The night before the ultrasound, I had a breakdown that was just as bad as that terrible first one. I refused to let her picture go. Tony thought I might tear it on accident from holding it too tightly. He wanted me to leave the house and get my mind off things. I couldn't move. I couldn't go anywhere. I screamed and cried and told him terrible things. I told him that if this baby was gone, I couldn't keep going. I said if she was gone I'd do something bad. I couldn't make myself say it. I didn't want to live if I lost her. I didn't want to face the possibility that she might be our only chance at being parents. I was in a dark place, but my loving right side of the brain husband told me she would be fine, and I tried to trust him. We got through the night and the next day we set off to the doctor knowing it could be just as defining of a day as the first time we had gone there together. She could be gone. But she wasn't.

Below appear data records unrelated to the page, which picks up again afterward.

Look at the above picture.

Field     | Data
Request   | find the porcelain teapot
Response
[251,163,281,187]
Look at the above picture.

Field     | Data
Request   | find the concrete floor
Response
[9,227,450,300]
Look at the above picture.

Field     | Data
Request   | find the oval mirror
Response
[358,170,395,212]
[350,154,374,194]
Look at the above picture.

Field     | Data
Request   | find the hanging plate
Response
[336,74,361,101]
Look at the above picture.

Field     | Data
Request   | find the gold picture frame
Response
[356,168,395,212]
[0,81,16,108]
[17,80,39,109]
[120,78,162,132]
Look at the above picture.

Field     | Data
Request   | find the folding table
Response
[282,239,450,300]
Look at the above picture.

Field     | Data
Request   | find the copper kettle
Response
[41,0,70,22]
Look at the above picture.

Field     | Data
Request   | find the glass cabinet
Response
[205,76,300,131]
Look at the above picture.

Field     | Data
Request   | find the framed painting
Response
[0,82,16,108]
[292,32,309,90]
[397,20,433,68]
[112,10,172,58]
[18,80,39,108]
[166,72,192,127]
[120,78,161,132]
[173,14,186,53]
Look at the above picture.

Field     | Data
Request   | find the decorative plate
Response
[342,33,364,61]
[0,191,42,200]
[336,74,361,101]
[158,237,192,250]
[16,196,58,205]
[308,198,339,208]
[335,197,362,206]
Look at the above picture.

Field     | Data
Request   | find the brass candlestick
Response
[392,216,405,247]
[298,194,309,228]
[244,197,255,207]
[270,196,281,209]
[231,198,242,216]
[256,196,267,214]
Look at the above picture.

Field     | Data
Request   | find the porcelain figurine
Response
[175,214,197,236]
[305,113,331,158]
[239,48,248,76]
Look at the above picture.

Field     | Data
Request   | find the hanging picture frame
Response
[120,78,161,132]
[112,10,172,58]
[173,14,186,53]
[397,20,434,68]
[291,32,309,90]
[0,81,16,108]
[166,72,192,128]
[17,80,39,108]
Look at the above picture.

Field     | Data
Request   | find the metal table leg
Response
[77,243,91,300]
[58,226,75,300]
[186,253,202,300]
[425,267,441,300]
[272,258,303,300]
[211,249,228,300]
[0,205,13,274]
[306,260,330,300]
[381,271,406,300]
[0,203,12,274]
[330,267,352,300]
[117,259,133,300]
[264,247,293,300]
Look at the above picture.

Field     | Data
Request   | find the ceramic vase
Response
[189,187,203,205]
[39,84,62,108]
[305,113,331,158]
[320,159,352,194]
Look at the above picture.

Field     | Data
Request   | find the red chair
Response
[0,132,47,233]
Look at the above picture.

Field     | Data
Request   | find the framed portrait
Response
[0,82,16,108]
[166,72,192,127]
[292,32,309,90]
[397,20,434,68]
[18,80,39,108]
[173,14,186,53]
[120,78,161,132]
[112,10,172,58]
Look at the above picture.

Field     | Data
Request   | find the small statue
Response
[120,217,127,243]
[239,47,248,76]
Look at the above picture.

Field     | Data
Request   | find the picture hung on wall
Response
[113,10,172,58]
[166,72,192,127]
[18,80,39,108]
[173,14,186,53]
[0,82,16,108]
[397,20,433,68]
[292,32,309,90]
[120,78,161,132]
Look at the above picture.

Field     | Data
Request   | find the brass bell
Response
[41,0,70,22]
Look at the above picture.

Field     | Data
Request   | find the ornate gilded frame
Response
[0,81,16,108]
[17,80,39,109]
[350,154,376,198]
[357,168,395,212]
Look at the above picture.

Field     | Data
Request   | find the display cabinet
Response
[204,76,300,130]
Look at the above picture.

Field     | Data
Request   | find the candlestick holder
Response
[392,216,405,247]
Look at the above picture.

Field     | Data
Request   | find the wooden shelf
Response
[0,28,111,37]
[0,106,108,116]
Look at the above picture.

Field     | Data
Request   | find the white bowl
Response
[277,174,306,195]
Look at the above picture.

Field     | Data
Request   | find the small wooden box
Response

She wasn't gone. She was there, all ten fingers and ten toes, all four chambers of her little fluttering heart, and she had grown. She weighed a full pound now. She even had her little hand up next to her face. Her legs were crossed so ladylike. Our precious, perfect baby was there, and it was time for my brain to finally catch up and realize she's okay. I'm okay. Everything is okay. Everything is so okay it hurts. And that's okay. I love you, little baby. I hope you don't inherit my crazy emotions and my negativity. You are the happiest thing in my life. You are our whole lives. We love you, Nora.